Liam Keogh

Personal information
- Date of birth: 6 September 1981 (age 44)
- Place of birth: Aberdeen, Scotland
- Position(s): Midfielder

Senior career*
- Years: Team / Apps / (Gls)
- 1997–2002: Celtic / 0 / (0)
- 2001: → Forfar Athletic (loan) / 13 / (3)
- 2002: St Mirren / 1 / (0)
- 2002–2007: Inverness Caledonian Thistle / 86 / (3)
- 2007: Peterhead / 14 / (0)
- 2008–2009: Elgin City / 5 / (0)
- Total:  / 119 / (6)

= Liam Keogh =

Scottish footballer (born 1981)

Liam Keogh (born 6 September 1981) is a Scottish former professional footballer, who played as a midfielder.

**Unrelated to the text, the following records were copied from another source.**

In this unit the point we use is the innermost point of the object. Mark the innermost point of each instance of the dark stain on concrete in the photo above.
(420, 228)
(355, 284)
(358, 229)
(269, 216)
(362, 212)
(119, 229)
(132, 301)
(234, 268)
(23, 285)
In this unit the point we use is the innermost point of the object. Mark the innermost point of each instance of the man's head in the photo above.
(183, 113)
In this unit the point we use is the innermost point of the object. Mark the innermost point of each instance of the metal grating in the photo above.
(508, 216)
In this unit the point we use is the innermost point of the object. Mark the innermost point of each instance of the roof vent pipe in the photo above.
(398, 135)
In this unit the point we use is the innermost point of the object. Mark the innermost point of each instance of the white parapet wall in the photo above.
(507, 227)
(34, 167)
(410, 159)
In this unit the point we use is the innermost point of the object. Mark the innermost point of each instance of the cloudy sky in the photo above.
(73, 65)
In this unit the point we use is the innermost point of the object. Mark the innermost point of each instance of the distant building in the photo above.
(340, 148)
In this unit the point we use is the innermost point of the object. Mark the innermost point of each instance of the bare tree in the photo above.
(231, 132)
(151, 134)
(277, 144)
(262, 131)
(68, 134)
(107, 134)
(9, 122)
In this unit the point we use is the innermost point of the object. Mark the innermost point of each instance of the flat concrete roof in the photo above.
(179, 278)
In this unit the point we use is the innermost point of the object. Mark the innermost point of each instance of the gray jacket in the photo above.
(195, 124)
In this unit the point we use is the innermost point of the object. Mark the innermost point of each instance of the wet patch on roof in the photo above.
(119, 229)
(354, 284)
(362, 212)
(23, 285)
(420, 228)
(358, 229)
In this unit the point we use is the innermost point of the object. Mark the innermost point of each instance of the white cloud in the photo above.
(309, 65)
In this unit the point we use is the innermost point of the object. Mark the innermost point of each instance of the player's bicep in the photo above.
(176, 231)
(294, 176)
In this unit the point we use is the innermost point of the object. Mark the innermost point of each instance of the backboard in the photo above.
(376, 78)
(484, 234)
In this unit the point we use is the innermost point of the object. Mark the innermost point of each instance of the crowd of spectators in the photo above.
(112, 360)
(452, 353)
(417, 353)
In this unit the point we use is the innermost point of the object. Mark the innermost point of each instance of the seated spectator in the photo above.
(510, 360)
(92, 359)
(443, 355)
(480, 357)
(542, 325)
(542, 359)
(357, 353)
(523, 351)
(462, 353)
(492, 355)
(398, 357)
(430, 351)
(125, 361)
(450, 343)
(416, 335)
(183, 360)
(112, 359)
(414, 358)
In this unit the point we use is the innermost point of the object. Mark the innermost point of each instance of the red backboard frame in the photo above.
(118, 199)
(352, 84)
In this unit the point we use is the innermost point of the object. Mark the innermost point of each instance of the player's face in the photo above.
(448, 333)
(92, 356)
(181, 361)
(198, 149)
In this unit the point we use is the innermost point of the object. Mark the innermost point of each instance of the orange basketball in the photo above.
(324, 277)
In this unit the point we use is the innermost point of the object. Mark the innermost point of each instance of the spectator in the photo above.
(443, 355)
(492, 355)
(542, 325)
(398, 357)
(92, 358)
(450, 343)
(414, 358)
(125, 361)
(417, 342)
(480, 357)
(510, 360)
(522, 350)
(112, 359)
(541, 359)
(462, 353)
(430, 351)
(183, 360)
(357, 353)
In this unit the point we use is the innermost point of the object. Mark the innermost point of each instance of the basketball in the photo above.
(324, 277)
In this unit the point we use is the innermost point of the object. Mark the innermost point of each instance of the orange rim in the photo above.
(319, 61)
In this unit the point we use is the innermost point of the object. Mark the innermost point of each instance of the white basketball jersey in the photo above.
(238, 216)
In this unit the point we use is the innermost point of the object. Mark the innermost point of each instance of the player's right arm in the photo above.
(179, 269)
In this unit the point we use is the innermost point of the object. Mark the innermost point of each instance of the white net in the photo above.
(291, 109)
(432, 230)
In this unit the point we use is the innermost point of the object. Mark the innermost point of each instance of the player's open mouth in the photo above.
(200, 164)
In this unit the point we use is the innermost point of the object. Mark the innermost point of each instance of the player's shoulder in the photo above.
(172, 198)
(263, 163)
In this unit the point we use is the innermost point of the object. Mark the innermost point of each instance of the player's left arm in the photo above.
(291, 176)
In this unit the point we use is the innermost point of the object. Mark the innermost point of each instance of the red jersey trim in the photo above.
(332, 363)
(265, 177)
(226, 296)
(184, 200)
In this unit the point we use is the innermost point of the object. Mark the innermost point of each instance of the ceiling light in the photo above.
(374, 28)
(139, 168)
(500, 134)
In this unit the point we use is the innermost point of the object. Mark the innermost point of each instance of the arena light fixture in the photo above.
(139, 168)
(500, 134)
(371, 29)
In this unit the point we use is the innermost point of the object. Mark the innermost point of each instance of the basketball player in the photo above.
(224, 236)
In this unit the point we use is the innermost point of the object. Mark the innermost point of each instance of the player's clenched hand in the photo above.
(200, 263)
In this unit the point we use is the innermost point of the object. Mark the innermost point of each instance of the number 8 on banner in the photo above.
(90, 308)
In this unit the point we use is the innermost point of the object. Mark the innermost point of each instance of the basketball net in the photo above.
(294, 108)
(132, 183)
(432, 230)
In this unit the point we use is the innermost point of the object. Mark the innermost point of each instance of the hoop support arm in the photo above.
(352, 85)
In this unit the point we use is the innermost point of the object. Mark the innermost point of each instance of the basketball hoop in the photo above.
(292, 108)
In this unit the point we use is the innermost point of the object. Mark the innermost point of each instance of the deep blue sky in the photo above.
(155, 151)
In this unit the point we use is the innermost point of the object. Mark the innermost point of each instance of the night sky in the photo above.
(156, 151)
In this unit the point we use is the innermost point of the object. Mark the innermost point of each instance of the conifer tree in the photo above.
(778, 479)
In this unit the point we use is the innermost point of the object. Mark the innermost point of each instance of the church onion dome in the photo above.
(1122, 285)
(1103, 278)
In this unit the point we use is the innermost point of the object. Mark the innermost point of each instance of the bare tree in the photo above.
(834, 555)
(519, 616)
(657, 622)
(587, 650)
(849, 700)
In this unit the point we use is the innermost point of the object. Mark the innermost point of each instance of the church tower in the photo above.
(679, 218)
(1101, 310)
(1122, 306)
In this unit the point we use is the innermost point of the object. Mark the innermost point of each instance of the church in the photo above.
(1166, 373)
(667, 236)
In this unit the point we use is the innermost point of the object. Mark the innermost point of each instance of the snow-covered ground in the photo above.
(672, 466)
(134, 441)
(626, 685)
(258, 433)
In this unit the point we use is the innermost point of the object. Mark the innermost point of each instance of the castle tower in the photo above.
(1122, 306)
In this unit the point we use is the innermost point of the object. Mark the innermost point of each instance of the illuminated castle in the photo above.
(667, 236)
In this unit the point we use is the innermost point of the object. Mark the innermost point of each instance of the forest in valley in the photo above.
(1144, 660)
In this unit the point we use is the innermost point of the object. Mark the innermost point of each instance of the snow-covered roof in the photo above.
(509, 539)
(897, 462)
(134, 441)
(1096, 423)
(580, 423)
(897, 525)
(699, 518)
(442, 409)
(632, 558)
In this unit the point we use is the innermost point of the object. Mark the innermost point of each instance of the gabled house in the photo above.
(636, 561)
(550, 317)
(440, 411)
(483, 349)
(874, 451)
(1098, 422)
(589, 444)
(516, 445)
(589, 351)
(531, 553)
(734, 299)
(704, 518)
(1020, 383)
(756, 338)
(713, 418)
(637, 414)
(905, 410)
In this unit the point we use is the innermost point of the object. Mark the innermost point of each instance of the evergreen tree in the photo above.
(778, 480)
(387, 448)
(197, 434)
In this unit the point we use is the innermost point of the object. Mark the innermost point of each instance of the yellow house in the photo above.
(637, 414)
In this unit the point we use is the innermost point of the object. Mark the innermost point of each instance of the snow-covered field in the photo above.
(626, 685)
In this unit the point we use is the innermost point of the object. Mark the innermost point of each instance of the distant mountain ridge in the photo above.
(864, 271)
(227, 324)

He began his career as a junior with Celtic in September 1997, but never appeared in the Celtic first team. He made his league debut on loan to Forfar Athletic in March 2001, scoring 3 times in 13 games during his loan spell.

Keogh left Celtic to join St Mirren on a free transfer in March 2002. In August 2002, after just one appearance, as a substitute, for St Mirren he joined Inverness Caledonian Thistle.

In January 2007, with his contract due to expire at the end of the season, he was signed by Peterhead. He then played for Elgin City for one season.

He is the father of current Inverness Caledonian Thistle midfielder, Shae Keogh.